飲食店の子連れ入店制限を巡り、差別とする声と店の権利とする声が対立。経営面やマナーの観点から考察
お気に入りのレストランへ足を運んだ際、店頭に掲げられた「未就学児の入店はご遠慮ください」という案内を目にしたことはないでしょうか。せっかくの家族の時間を否定されたように感じてショックを受ける人がいる一方で、静かな空間を求める層からは歓迎の声も上がっています。この問題は古くからSNSやネット掲示板で繰り返される議論の種ですが、単なる感情論ではなく、飲食店の存続に関わるシビアな経営判断という側面が見え隠れしています。

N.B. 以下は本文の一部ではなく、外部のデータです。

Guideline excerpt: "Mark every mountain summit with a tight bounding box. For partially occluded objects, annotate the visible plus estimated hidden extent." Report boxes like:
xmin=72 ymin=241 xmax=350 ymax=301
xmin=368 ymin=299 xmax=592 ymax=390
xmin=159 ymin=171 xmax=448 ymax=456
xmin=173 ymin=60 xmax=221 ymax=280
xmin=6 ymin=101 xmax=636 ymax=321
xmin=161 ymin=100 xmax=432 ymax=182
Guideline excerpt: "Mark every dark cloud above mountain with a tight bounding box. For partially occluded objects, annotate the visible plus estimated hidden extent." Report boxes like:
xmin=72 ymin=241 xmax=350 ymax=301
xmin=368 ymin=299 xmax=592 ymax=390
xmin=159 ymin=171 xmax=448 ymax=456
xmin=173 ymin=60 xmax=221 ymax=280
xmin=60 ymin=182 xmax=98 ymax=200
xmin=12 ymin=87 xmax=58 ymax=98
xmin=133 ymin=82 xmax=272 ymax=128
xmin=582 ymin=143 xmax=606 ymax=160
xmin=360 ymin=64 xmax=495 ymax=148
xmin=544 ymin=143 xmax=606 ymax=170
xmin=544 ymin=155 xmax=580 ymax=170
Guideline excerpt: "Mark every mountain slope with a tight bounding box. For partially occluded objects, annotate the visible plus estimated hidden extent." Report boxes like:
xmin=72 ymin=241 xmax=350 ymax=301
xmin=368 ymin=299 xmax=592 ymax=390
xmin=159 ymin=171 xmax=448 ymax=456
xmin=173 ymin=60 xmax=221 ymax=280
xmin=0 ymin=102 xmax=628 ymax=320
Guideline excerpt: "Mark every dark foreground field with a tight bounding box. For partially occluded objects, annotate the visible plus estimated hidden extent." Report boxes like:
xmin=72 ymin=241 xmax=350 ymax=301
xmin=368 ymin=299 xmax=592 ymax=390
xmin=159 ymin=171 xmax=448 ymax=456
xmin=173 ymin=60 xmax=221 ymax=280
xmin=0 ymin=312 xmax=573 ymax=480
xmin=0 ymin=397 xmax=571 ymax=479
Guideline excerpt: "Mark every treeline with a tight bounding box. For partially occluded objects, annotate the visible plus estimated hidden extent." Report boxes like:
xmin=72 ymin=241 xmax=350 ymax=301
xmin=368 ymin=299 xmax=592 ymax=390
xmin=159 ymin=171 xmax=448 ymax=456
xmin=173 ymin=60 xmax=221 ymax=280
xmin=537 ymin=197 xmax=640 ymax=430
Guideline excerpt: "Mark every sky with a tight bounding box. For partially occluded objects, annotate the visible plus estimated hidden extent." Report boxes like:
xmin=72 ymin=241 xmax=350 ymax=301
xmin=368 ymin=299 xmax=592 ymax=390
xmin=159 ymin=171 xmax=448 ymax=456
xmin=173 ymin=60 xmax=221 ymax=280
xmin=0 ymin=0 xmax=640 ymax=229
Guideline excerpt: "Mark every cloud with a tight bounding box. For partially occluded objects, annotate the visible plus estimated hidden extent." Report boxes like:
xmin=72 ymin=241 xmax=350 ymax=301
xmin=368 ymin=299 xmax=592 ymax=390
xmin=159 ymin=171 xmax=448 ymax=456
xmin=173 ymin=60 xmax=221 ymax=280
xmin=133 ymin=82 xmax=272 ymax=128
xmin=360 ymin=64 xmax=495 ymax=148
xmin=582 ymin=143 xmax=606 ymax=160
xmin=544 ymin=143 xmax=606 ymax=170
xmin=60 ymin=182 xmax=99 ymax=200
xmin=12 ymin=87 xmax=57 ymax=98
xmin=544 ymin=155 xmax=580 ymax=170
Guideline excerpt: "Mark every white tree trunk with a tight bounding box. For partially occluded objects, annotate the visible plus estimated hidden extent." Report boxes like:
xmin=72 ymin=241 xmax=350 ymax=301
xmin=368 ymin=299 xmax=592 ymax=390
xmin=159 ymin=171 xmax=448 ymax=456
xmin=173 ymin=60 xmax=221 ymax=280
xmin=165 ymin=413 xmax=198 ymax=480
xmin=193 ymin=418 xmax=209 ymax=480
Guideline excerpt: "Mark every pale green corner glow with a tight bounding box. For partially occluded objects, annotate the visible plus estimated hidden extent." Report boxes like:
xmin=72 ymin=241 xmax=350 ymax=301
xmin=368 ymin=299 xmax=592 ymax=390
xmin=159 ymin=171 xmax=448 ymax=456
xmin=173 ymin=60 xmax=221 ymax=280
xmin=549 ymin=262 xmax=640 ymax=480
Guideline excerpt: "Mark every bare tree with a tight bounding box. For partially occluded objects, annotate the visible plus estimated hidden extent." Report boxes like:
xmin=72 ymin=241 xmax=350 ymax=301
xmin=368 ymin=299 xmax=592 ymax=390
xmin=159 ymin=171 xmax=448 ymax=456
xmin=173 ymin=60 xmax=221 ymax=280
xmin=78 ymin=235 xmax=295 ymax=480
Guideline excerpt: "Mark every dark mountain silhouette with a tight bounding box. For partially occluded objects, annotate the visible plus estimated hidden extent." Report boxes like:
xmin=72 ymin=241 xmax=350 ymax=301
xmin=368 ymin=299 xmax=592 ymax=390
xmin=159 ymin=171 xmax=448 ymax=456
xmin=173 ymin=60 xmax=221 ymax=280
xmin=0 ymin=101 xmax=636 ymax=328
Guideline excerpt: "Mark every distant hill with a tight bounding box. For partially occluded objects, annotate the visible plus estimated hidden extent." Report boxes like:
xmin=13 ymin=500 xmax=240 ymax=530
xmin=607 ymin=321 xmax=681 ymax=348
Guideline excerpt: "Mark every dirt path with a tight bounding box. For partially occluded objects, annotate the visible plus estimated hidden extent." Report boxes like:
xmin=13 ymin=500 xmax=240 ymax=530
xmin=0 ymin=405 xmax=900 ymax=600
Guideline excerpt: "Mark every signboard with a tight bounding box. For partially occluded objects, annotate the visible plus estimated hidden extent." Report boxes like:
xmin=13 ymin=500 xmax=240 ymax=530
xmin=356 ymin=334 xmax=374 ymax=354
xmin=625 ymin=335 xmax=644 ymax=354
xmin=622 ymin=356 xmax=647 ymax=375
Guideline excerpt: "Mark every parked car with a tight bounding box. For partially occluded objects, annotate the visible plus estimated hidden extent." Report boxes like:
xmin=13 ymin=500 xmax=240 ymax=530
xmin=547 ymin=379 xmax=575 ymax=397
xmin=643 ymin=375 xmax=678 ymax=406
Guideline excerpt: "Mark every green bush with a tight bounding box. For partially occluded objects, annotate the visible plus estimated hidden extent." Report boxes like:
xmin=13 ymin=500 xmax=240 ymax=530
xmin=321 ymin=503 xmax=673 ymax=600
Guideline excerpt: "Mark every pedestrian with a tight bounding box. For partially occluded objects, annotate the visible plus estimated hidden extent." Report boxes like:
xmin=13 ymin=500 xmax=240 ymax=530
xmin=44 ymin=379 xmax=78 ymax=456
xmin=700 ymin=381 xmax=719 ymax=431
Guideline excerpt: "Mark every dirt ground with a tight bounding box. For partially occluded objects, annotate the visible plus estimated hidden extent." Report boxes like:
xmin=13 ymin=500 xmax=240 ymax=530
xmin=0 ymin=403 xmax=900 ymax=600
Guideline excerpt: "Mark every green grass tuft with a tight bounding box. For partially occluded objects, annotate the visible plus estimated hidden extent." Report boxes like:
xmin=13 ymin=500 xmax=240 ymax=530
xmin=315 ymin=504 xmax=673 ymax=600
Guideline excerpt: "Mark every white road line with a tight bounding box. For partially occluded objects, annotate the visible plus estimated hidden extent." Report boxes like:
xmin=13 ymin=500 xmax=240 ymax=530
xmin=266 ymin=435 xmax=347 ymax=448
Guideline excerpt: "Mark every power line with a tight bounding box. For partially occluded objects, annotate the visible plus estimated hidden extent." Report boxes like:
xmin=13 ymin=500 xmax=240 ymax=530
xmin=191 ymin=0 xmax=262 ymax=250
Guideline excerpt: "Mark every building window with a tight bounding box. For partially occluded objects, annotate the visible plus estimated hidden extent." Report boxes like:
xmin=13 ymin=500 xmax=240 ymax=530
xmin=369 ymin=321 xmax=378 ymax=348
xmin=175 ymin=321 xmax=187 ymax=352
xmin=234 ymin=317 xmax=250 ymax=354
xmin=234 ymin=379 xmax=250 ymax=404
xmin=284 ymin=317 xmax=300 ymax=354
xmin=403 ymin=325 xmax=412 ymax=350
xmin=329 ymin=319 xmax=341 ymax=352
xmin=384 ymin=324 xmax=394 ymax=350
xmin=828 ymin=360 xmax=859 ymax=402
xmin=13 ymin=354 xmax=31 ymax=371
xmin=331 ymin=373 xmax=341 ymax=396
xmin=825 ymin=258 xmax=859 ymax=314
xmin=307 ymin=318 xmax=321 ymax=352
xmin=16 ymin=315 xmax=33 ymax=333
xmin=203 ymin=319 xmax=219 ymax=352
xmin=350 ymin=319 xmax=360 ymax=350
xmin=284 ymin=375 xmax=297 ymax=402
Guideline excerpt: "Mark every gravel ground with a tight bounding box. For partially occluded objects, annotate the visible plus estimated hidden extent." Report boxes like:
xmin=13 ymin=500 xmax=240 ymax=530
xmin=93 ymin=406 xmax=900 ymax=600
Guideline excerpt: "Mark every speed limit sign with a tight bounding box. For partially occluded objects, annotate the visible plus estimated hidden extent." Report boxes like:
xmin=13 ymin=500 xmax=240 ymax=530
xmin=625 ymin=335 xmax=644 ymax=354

飲食店コンサルタントの小倉朋子さんによれば、店側が入店制限に踏み切る大きな要因は「売り上げの確保」と「環境の維持」に集約されるといいます。一般的に、小さな子どもを連れたグループは、親が世話に追われることで食事の時間が長くなりがちです。これに加えて子ども向けメニューは低価格に設定されることが多く、大人と同等の席を占有しながらも客単価と回転率が同時に下がるという、経営上のリスクを抱えることになるのです。
SNS上では、
『飲食店が提供しているのは飲食物だけではありません。サービス、空間、雰囲気、様々なものを提供しています。当然、子供がいるとぶち壊しになる、と判断されるものもあります』
という意見は、まさに空間価値にお金を払う利用客の本音を代弁していると言えるでしょう。また、
『子ども用メニューがない、トイレが狭くてオムツ替えスペースがないなどお店側の事情がある。それを知って来る客にとっては、店内に響き渡る子どもの泣き声はガッカリだろう』
と、店側の設備不足を理由に挙げる冷静な指摘も見受けられました。
一方で、親側のマナー不足が店を頑ななルール作りに走らせているという厳しい見方もあります。
『出禁処置は全て、消費者の無責任がきっかけかと考えます。子供が店や他の客に損害行為しても、子供がやった事だからと、一切の責任を取らないことも理由の一つ』
という声には、多くの現場スタッフが頷くはずです。もちろん、すべての子連れ客がマナーに欠けるわけではありませんが、一部のトラブルが引き金となり、一律の制限を設けざるを得ないのが現状のようです。
店側も決して一方的に拒絶したいわけではなく、表現に工夫を凝らしています。
「小学生以下お断り」という否定的な言葉を避け、「12歳以上からご利用いただけます」と対象を明確にする手法や、ランチタイムのみ開放するといった「時間と空間のすみ分け」で成功している事例も多いといいます。